How Corbis Stores Millions Of Images In A Converted Limestone Mine

Meet the astonishing world of the Bettman Archive

In Boyers, Pennsylvania, there sits what used to be a limestone quarry. Dug 220 feet below the surface, a strictly temperature controlled environment holds one of the greatest photo collections known to humanity: Corbis Images' Bettman Archive. Comprised of more than 11 million images, stored in the underground facility known as the Film Preservation Facility. Now a documentary takes you inside the archive, showing off what this deep, cold, and stable place does.

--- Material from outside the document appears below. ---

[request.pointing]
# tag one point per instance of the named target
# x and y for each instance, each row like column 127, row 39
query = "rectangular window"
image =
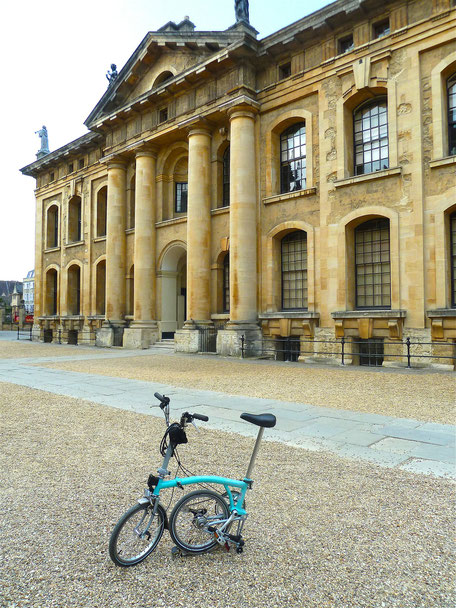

The Bettman Archive started as a collection of 15,000 images that Otto Bettmann brought with him when he fled Nazi Germany. For decades, his growing collection was stored in Manhattan, but in 2002 Corbis Images took an unprecedented step in preservation, moving it to the Iron Mountain storage facility.

The temperature of the storage facility there is gradually being lowered it -4°F, and is uniquely seismically stable. At that low temperature, the images and filmstock will degrade hundreds of times more slowly than it would otherwise, preserving the medium for future use. Simultaneously, Corbis is scanning and digitizing images as it goes, for more immediate needs.

This documentary is part of the The Invisible Photograph series, the same Carnegie Museum of Art production that recently unveiled the missing digital Warhol work. This video shows just how incredible this attempt to store these images is, and hopefully it will mean that they'll be preserved for the forseeable future.